In the late afternoon, Aethelstan came back.
‘Hello, Great Dragon! It’s me again.’
The dragon turned and stared at him.
‘… It’s me! Aethelstan!’ Aethelstan said.
‘Oh my god! You saw me this morning!’
‘No I didn’t.’
‘YES YOU DID!’
‘Alright! There’s no need to shout!’ the dragon said. ‘Are you sure you didn’t meet a different dragon?’
‘Yes! It was you! On this bridge!’
‘Well how can you be sure?’
‘How many dragons do you think I meet?!’
‘Well I’m sure I don’t know.’
‘It was you! I met you! Here! On this bridge! This morning! And yesterday!’
‘Well I have no recollection of this at all.’
‘Look, both times you asked me my name, and you said you’d remember it, and if I came back to the bridge and you were still on it, you’d remember who I was and let me cross straight away!’
‘Oh that’s a good idea!’ the dragon said. ‘What’s your name?’
‘Is that a name? I don’t think I’ve ever heard it before.’
‘You heard it about a minute ago!’
‘Well I will remember it, and if you should ever come this way again-‘
‘I go across the bridge twice a day.’
‘-just tell me your name and I’ll let you cross straight away.’ the dragon said.
The dragon moved its tail out of the way again, and Aethelstan crossed the bridge.
‘Nice meeting you for the first time!’ the dragon called out.

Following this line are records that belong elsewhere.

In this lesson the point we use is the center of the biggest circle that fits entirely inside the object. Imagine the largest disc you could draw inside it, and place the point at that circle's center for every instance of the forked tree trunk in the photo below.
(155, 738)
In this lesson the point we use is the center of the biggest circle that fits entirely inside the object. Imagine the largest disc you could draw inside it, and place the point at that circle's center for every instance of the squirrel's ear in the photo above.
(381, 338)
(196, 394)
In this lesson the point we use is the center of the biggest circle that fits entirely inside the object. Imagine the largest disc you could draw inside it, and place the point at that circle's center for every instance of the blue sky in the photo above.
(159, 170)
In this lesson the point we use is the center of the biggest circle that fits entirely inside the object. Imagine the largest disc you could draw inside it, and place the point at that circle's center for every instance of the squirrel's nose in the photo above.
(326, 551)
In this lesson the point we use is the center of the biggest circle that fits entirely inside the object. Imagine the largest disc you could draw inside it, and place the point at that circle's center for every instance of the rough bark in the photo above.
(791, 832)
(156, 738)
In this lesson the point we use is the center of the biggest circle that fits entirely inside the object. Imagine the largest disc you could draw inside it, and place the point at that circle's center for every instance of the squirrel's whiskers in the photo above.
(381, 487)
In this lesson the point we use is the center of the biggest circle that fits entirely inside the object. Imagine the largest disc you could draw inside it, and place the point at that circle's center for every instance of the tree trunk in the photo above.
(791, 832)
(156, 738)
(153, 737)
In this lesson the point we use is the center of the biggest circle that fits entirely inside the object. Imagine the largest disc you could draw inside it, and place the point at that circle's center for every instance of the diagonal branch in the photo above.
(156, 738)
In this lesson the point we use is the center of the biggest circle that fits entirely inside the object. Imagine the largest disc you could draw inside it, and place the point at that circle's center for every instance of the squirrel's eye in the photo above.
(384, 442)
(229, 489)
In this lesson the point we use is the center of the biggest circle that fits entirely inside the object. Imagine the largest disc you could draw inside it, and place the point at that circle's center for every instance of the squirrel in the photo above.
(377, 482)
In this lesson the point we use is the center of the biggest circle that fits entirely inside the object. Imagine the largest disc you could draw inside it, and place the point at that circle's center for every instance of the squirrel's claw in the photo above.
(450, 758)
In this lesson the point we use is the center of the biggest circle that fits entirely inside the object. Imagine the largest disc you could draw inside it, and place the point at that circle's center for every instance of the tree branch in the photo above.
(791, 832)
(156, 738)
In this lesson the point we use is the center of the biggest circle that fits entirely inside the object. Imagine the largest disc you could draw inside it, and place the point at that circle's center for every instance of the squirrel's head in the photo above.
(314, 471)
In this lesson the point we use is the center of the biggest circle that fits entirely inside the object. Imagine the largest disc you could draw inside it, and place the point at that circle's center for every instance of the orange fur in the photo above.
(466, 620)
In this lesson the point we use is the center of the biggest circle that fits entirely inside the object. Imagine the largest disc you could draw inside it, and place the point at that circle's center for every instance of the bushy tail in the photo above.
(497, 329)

‘That was the third time!’
Aethelstan walked away down the road, and the dragon went back to staring at the water.
The next day, Aethelstan returned. He was hoping that the dragon had gone, so that he wouldn’t have to explain to it again how they’d already met. But he saw that the dragon was, in fact, still there – its blue scales gleaming in the sunlight, and its tail swishing from side to side as it looked down into the rushing water of the river.
‘Hello, Great Dragon. It’s me, Aethelstan … again.’
The dragon turned to look at him and blinked.
‘… It’s me … Aethelstan … do you remember? From yesterday … and the day before.’
‘Have we met?’
‘Oh my god! Yes, we have met! Three times! Twice yesterday and once the day before!’
‘Oh I didn’t meet anyone yesterday. Or the day before.’
‘Oh my god! Yes you did! You met me! Do you remember?!’
‘Well I’m pretty sure I didn’t.’ the dragon said indignantly. ‘I haven’t met anyone since I came here.’
‘THIS IS A VERY BUSY ROAD! I’VE PASSED ABOUT TWENTY PEOPLE ON IT IN THE LAST HOUR! HOW HAVE YOU NOT MET ANY OF THEM?!’
‘Such a quiet part of the country – untouched by human hands.’
‘You are sitting on a bridge that humans built!’
‘Oh gosh – I’m in your way, aren’t I?’
‘Yes! Yes you are!’
The dragon coiled its tail around itself again, and Aethelstan crossed the bridge.
‘Oh I’ve just had a thought!’
‘Let me guess …’
‘Next time you come to the bridge, if I’m still on it, tell me your name. I’ll remember you and let you cross.’
‘What a great idea.’
The dragon looked at him expectantly. ‘… What’s your name then?’
‘AETHELSTAN! IT’S AETHELSTAN!’
‘Got it. “Uhtric”.’
‘“Uhtric”. That’s your name.’
‘NO IT ISN’T!!!’
‘Gosh, where’s Uhtric then? He normally comes by here twice a day!’
‘So you have met other people then.’
‘Oh hello! Who are you?’
‘Oh my god.’
‘Do you want to cross the bridge?’
‘I just did!’
‘No you didn’t.’
Aethelstan just walked away.
‘Well it was nice meeting you, whoever you are!’ the dragon called out.
The dragon remained on the bridge for many weeks. He never remembered who Aethelstan was. Aethelstan became more and more frustrated. Eventually the dragon left of his own volition.
And so this is how dragons can be annoying. It’s altogether a different kind of annoying to the way that trolls are annoying.